When you make a penalty determination you are asserting that an offence has been committed. In the case of a penalty relating to a failure to do something you must adduce evidence of the alleged failure. The appellant can either introduce evidence to rebut it or offer their 'reasonable excuse'. The evidential burden (see AH1325) is likely to be significant in all 'failure' penalty cases, especially when the penalty is charged for failure to comply with an obligation such as not making a return by a specified date.
Appeals against penalty determinations are civil proceedings (R v Special Commissioners, ex parte Martin, 48 TC at page 8A-B) so the standard of proof is "on the balance of probabilities" and not the (higher) criminal standard of "beyond reasonable doubt". The more serious the accusation the higher the standard of proof must be. Commissioners can be expected to treat as very serious any allegation by HMRC that a taxpayer’s conduct has rendered him liable to a penalty and will expect therefore that there should be strong evidence to substantiate the allegation before they are willing to accept that it has been proved.
In presenting your case to the Commissioners you should make a logical analysis of the constituent elements of the offence and provide separate proof of each of them. See AH0735 regarding the use of documentary evidence.
For a tax-geared penalty, TMA70/S101 establishes that an assessment which can no longer be varied by any Commissioners on appeal or by order of any court is sufficient evidence, for the purposes of penalty action, that the amounts in respect of which tax is charged in the assessment arose, or were received, as stated in the assessment.

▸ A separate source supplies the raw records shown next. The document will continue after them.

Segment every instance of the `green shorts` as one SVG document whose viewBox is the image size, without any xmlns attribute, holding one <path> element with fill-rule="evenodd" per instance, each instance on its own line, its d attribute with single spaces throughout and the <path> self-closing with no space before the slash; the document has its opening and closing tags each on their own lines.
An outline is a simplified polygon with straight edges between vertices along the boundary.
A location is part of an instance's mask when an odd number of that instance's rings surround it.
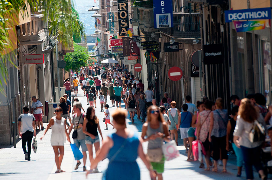
<svg viewBox="0 0 272 180">
<path fill-rule="evenodd" d="M 160 162 L 150 162 L 154 171 L 158 174 L 162 174 L 164 170 L 164 160 L 165 158 L 163 157 Z"/>
</svg>

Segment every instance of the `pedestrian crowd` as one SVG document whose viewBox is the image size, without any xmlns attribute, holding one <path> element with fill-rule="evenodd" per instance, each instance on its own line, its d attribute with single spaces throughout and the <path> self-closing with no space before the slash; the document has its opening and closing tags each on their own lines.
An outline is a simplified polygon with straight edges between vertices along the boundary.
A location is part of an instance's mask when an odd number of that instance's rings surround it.
<svg viewBox="0 0 272 180">
<path fill-rule="evenodd" d="M 250 94 L 241 100 L 236 95 L 232 96 L 230 100 L 233 106 L 230 113 L 224 107 L 225 103 L 222 99 L 218 98 L 213 102 L 206 96 L 202 101 L 198 101 L 196 106 L 191 103 L 191 97 L 187 96 L 186 103 L 179 109 L 176 102 L 169 97 L 167 92 L 164 93 L 158 104 L 154 99 L 152 87 L 148 86 L 144 91 L 142 80 L 134 77 L 125 68 L 105 65 L 83 68 L 79 73 L 73 74 L 73 85 L 70 78 L 65 81 L 65 94 L 60 98 L 59 106 L 55 110 L 56 115 L 50 119 L 40 138 L 42 140 L 48 129 L 51 129 L 51 143 L 55 155 L 56 173 L 64 172 L 61 168 L 64 144 L 66 139 L 71 143 L 70 134 L 73 129 L 72 137 L 78 148 L 81 147 L 84 171 L 87 169 L 86 151 L 89 152 L 91 166 L 87 175 L 99 172 L 98 163 L 106 157 L 109 162 L 103 178 L 139 179 L 140 169 L 136 161 L 139 156 L 149 171 L 151 178 L 162 179 L 165 160 L 162 153 L 163 142 L 174 140 L 178 145 L 179 133 L 187 154 L 187 160 L 199 160 L 199 168 L 216 172 L 218 165 L 222 164 L 222 172 L 227 172 L 228 154 L 232 151 L 236 157 L 237 176 L 241 176 L 244 164 L 247 179 L 253 179 L 253 166 L 262 179 L 267 178 L 263 166 L 265 163 L 261 157 L 264 154 L 262 148 L 271 142 L 265 142 L 266 134 L 262 130 L 267 125 L 272 125 L 272 106 L 267 108 L 265 97 L 261 94 Z M 73 110 L 71 109 L 71 90 L 73 89 L 77 96 L 79 84 L 87 98 L 87 104 L 89 105 L 86 113 L 76 98 Z M 107 103 L 108 95 L 112 107 L 120 108 L 112 112 Z M 97 99 L 100 102 L 101 112 L 104 112 L 105 109 L 103 119 L 105 125 L 105 130 L 108 129 L 108 125 L 116 130 L 115 133 L 104 138 L 99 120 L 95 114 Z M 121 106 L 122 99 L 125 104 L 124 109 Z M 22 137 L 25 158 L 29 160 L 30 144 L 33 136 L 36 136 L 36 131 L 44 129 L 43 105 L 36 97 L 33 97 L 32 99 L 31 113 L 28 113 L 28 107 L 24 106 L 23 114 L 18 119 L 18 130 L 21 132 L 20 134 Z M 136 115 L 137 118 L 143 123 L 141 137 L 138 137 L 127 128 L 126 118 L 128 114 L 132 123 L 135 123 Z M 272 128 L 268 127 L 264 131 L 267 131 L 271 138 Z M 100 142 L 102 140 L 100 147 Z M 148 145 L 146 156 L 142 143 L 147 141 Z M 28 151 L 25 147 L 27 142 Z M 95 158 L 93 144 L 96 155 Z M 201 149 L 202 155 L 197 155 L 194 148 L 196 146 Z M 270 152 L 269 155 L 272 157 Z M 74 169 L 77 169 L 81 163 L 77 160 Z"/>
</svg>

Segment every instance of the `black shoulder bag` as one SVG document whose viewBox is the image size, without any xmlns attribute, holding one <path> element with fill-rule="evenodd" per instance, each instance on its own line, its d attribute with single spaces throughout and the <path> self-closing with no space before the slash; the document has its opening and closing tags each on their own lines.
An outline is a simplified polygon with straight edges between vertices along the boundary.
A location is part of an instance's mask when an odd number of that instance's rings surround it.
<svg viewBox="0 0 272 180">
<path fill-rule="evenodd" d="M 77 123 L 77 126 L 76 126 L 76 130 L 74 130 L 74 132 L 73 132 L 73 134 L 72 134 L 72 138 L 74 139 L 76 139 L 76 138 L 77 137 L 77 128 L 78 128 L 78 125 L 79 124 L 82 115 L 82 114 L 80 115 L 80 116 L 78 120 L 78 123 Z"/>
</svg>

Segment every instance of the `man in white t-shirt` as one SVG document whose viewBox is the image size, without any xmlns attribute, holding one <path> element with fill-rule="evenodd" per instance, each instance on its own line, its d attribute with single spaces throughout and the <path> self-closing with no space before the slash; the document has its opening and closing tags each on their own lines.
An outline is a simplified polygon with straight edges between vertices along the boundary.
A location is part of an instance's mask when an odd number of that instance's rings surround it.
<svg viewBox="0 0 272 180">
<path fill-rule="evenodd" d="M 40 131 L 40 130 L 43 131 L 44 128 L 43 124 L 43 117 L 44 117 L 44 106 L 41 102 L 37 99 L 36 96 L 33 96 L 31 98 L 33 101 L 31 106 L 32 107 L 31 114 L 33 114 L 35 118 L 36 131 Z M 37 126 L 38 129 L 37 128 Z"/>
<path fill-rule="evenodd" d="M 18 132 L 22 138 L 22 147 L 24 153 L 24 159 L 28 161 L 30 160 L 31 153 L 31 141 L 33 135 L 36 137 L 35 129 L 35 118 L 33 114 L 28 113 L 29 109 L 27 106 L 23 107 L 23 114 L 19 116 L 18 118 Z M 34 129 L 34 134 L 33 131 Z M 28 151 L 25 148 L 28 142 Z"/>
<path fill-rule="evenodd" d="M 148 90 L 144 92 L 144 94 L 145 95 L 145 99 L 146 99 L 146 105 L 148 107 L 152 105 L 152 99 L 154 97 L 154 93 L 153 91 L 151 90 L 151 86 L 148 86 L 147 89 Z"/>
<path fill-rule="evenodd" d="M 191 96 L 189 95 L 186 96 L 185 99 L 186 100 L 186 104 L 188 105 L 188 109 L 187 111 L 191 112 L 193 114 L 195 114 L 197 111 L 197 109 L 195 105 L 190 102 L 191 101 Z M 182 112 L 183 112 L 183 110 Z"/>
</svg>

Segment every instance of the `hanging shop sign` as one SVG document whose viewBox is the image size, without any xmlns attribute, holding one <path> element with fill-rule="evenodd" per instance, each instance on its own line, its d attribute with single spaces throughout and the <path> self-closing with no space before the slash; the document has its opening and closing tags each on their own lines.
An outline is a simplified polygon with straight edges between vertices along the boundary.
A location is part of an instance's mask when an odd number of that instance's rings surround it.
<svg viewBox="0 0 272 180">
<path fill-rule="evenodd" d="M 234 21 L 233 24 L 237 32 L 260 30 L 265 28 L 265 21 Z"/>
<path fill-rule="evenodd" d="M 111 44 L 111 39 L 113 37 L 117 39 L 117 34 L 110 34 L 108 35 L 108 50 L 110 51 L 112 50 L 112 45 Z"/>
<path fill-rule="evenodd" d="M 128 60 L 138 59 L 138 56 L 128 56 Z"/>
<path fill-rule="evenodd" d="M 138 56 L 140 55 L 140 49 L 138 47 L 136 42 L 131 42 L 130 43 L 131 55 Z"/>
<path fill-rule="evenodd" d="M 123 46 L 123 40 L 122 39 L 112 39 L 111 45 L 112 46 Z"/>
<path fill-rule="evenodd" d="M 223 63 L 224 57 L 222 44 L 204 45 L 203 49 L 205 64 Z"/>
<path fill-rule="evenodd" d="M 170 43 L 164 43 L 164 52 L 178 52 L 179 43 L 175 42 L 171 44 Z"/>
<path fill-rule="evenodd" d="M 173 27 L 172 4 L 172 0 L 153 1 L 155 28 L 168 28 Z"/>
<path fill-rule="evenodd" d="M 159 43 L 157 41 L 144 41 L 141 42 L 141 46 L 143 46 L 143 49 L 156 49 L 159 48 Z"/>
<path fill-rule="evenodd" d="M 26 54 L 23 55 L 22 62 L 25 64 L 44 64 L 44 58 L 43 54 Z"/>
<path fill-rule="evenodd" d="M 182 77 L 183 75 L 182 70 L 176 66 L 172 67 L 168 71 L 168 76 L 170 79 L 174 81 L 180 79 Z"/>
<path fill-rule="evenodd" d="M 128 37 L 122 38 L 123 54 L 124 56 L 129 56 L 130 50 L 129 49 L 129 38 Z"/>
<path fill-rule="evenodd" d="M 110 33 L 113 33 L 114 32 L 113 28 L 114 28 L 114 15 L 113 13 L 110 12 L 108 13 L 108 18 L 111 20 L 108 23 L 108 25 L 110 28 Z"/>
<path fill-rule="evenodd" d="M 113 54 L 121 54 L 123 53 L 123 47 L 112 47 L 112 53 Z"/>
<path fill-rule="evenodd" d="M 127 29 L 129 27 L 128 0 L 118 0 L 119 35 L 127 36 Z"/>
<path fill-rule="evenodd" d="M 225 11 L 225 12 L 226 23 L 239 20 L 271 19 L 270 8 L 231 10 Z"/>
</svg>

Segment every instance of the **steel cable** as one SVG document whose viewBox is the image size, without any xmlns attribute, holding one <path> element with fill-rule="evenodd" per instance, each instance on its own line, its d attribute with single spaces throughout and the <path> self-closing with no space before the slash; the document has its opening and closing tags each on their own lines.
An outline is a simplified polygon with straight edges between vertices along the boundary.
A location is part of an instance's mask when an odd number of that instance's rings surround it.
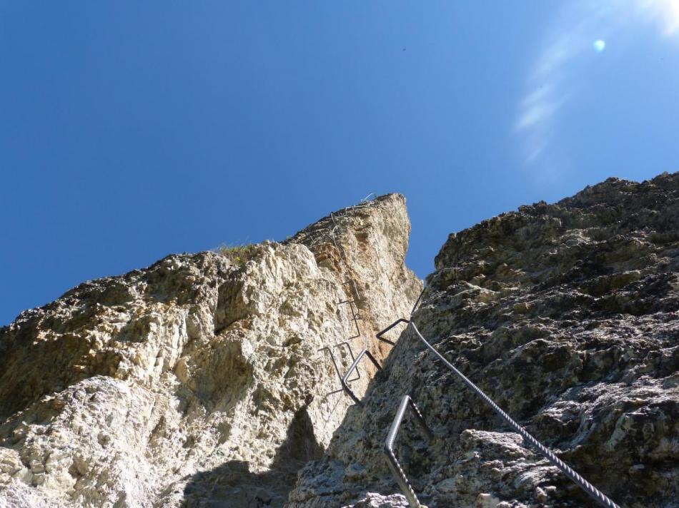
<svg viewBox="0 0 679 508">
<path fill-rule="evenodd" d="M 417 305 L 417 304 L 416 304 Z M 413 308 L 413 311 L 415 308 Z M 583 490 L 587 492 L 590 496 L 591 496 L 594 499 L 598 502 L 605 507 L 608 508 L 620 508 L 618 504 L 613 502 L 609 497 L 608 497 L 603 492 L 597 489 L 594 485 L 590 484 L 583 477 L 575 472 L 573 468 L 571 468 L 568 464 L 561 460 L 559 457 L 554 454 L 551 450 L 550 450 L 547 447 L 542 444 L 540 441 L 533 437 L 530 434 L 528 433 L 525 429 L 524 429 L 521 425 L 515 422 L 512 417 L 505 412 L 500 406 L 495 404 L 493 402 L 492 399 L 488 397 L 480 388 L 479 388 L 476 385 L 472 382 L 467 376 L 460 372 L 455 365 L 453 365 L 450 362 L 444 357 L 441 353 L 437 351 L 434 347 L 427 342 L 427 340 L 422 337 L 422 334 L 420 332 L 420 330 L 417 330 L 417 327 L 415 325 L 412 320 L 410 320 L 409 326 L 412 326 L 412 329 L 415 331 L 415 333 L 417 334 L 417 336 L 420 337 L 420 340 L 424 342 L 425 345 L 433 352 L 443 363 L 450 370 L 452 370 L 455 375 L 457 375 L 462 382 L 464 382 L 468 387 L 471 388 L 474 392 L 475 392 L 483 400 L 490 405 L 493 410 L 500 415 L 502 418 L 510 425 L 510 426 L 514 429 L 524 440 L 527 442 L 532 444 L 533 447 L 537 449 L 537 450 L 552 464 L 558 467 L 561 471 L 565 474 L 571 480 L 573 480 L 578 487 L 580 487 Z"/>
</svg>

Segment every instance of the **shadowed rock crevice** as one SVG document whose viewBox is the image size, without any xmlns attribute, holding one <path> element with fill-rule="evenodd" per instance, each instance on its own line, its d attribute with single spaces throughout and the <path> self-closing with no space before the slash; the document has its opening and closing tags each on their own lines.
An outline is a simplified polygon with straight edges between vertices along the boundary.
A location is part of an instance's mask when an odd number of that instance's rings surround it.
<svg viewBox="0 0 679 508">
<path fill-rule="evenodd" d="M 297 471 L 322 454 L 307 409 L 302 408 L 295 414 L 268 470 L 253 472 L 248 462 L 232 460 L 199 472 L 184 489 L 182 506 L 279 508 L 294 486 Z"/>
<path fill-rule="evenodd" d="M 449 236 L 414 315 L 449 361 L 626 508 L 679 499 L 677 231 L 679 173 L 522 206 Z M 430 508 L 598 506 L 409 331 L 289 508 L 399 492 L 382 444 L 405 394 L 437 437 L 412 453 L 418 437 L 399 437 Z"/>
</svg>

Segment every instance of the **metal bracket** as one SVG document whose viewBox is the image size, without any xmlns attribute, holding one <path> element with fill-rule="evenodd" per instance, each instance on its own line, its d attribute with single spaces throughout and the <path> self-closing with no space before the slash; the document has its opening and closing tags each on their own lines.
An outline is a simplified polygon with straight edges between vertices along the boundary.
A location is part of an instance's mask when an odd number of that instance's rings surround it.
<svg viewBox="0 0 679 508">
<path fill-rule="evenodd" d="M 427 438 L 430 441 L 434 438 L 433 432 L 425 422 L 425 419 L 422 413 L 420 412 L 420 410 L 417 409 L 417 406 L 412 402 L 412 399 L 410 398 L 410 395 L 404 395 L 403 398 L 401 399 L 401 404 L 398 407 L 398 410 L 396 412 L 396 417 L 394 418 L 394 422 L 392 423 L 392 426 L 389 429 L 389 433 L 387 435 L 387 440 L 385 442 L 385 454 L 387 456 L 387 465 L 391 469 L 392 474 L 394 475 L 398 486 L 401 487 L 401 490 L 408 500 L 408 504 L 411 508 L 421 508 L 422 505 L 420 503 L 417 496 L 415 495 L 410 482 L 408 482 L 407 477 L 403 472 L 403 468 L 399 464 L 398 459 L 396 458 L 396 454 L 394 453 L 394 442 L 396 440 L 396 435 L 401 426 L 401 422 L 403 421 L 405 411 L 409 407 L 412 410 L 412 414 L 415 415 L 417 423 L 420 424 L 420 426 L 427 435 Z"/>
<path fill-rule="evenodd" d="M 354 362 L 351 365 L 351 367 L 349 367 L 349 370 L 347 371 L 347 373 L 341 378 L 340 382 L 342 382 L 342 387 L 347 392 L 347 394 L 354 400 L 354 402 L 358 405 L 362 405 L 360 399 L 356 397 L 356 395 L 352 391 L 351 388 L 349 387 L 349 376 L 351 375 L 351 373 L 354 371 L 355 369 L 358 366 L 358 362 L 361 361 L 361 359 L 367 356 L 372 364 L 377 367 L 378 370 L 382 369 L 382 366 L 380 365 L 380 362 L 375 359 L 370 352 L 367 350 L 363 350 L 361 351 L 356 357 L 356 360 L 354 360 Z"/>
</svg>

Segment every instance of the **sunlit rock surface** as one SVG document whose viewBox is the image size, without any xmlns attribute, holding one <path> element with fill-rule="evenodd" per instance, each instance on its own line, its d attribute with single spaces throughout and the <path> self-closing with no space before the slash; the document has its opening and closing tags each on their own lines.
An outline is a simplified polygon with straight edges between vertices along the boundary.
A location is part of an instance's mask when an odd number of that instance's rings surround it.
<svg viewBox="0 0 679 508">
<path fill-rule="evenodd" d="M 367 338 L 421 290 L 410 228 L 388 195 L 23 313 L 0 329 L 0 507 L 282 506 L 352 402 L 330 353 L 383 357 Z"/>
<path fill-rule="evenodd" d="M 679 173 L 484 221 L 435 268 L 414 319 L 439 351 L 618 504 L 679 507 Z M 403 506 L 382 446 L 405 394 L 436 436 L 397 440 L 430 508 L 597 506 L 412 331 L 288 506 Z"/>
</svg>

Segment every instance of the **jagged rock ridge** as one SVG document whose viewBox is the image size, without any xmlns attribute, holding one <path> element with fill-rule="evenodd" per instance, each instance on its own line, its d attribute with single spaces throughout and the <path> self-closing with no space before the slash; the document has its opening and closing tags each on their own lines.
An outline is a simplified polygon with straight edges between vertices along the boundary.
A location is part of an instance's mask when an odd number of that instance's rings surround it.
<svg viewBox="0 0 679 508">
<path fill-rule="evenodd" d="M 621 506 L 679 507 L 679 173 L 520 207 L 435 268 L 414 320 L 439 351 Z M 430 508 L 595 506 L 407 330 L 289 508 L 406 506 L 382 452 L 405 394 L 436 435 L 397 442 Z"/>
<path fill-rule="evenodd" d="M 387 195 L 247 263 L 171 255 L 23 313 L 0 329 L 0 505 L 282 506 L 351 402 L 330 353 L 383 357 L 367 337 L 421 290 L 409 233 Z"/>
</svg>

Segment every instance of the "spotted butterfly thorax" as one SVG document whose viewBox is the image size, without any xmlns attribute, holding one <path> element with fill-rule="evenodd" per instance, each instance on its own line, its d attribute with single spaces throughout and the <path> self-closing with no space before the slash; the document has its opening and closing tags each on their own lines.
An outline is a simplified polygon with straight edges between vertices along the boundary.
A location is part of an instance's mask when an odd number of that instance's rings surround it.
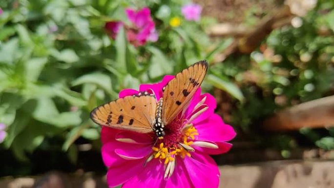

General Commissioners will not normally wish to enquire too closely into the basis on which assessment figures have been calculated if their attention is drawn to Section 101, but it should be noted that the section speaks of "sufficient" evidence and not "conclusive" evidence.
In technical/evidential terms, the effect of Section 101 is to create a rebuttable presumption concerning the quantum of the taxpayer's taxable income and chargeable gains (although the onus of rebutting the presumption is not easily discharged). Although the taxpayer cannot re- argue the quantum of the assessments at the penalty hearing, the Commissioners would nevertheless be entitled in an appropriate (though rare) case to consider evidence that the assessments may be excessive and to reduce the amount of the penalty on that ground (see the further mitigation allowed by Scott, J, in very unusual circumstances, in Willey v East Dereham Commissioners, 59 TC 640 at 649E-F).
Even if the figures have been agreed with the taxpayer, or his agent, you should be well briefed as to the basis on which the assessments were calculated in case, exceptionally, any such question should arise.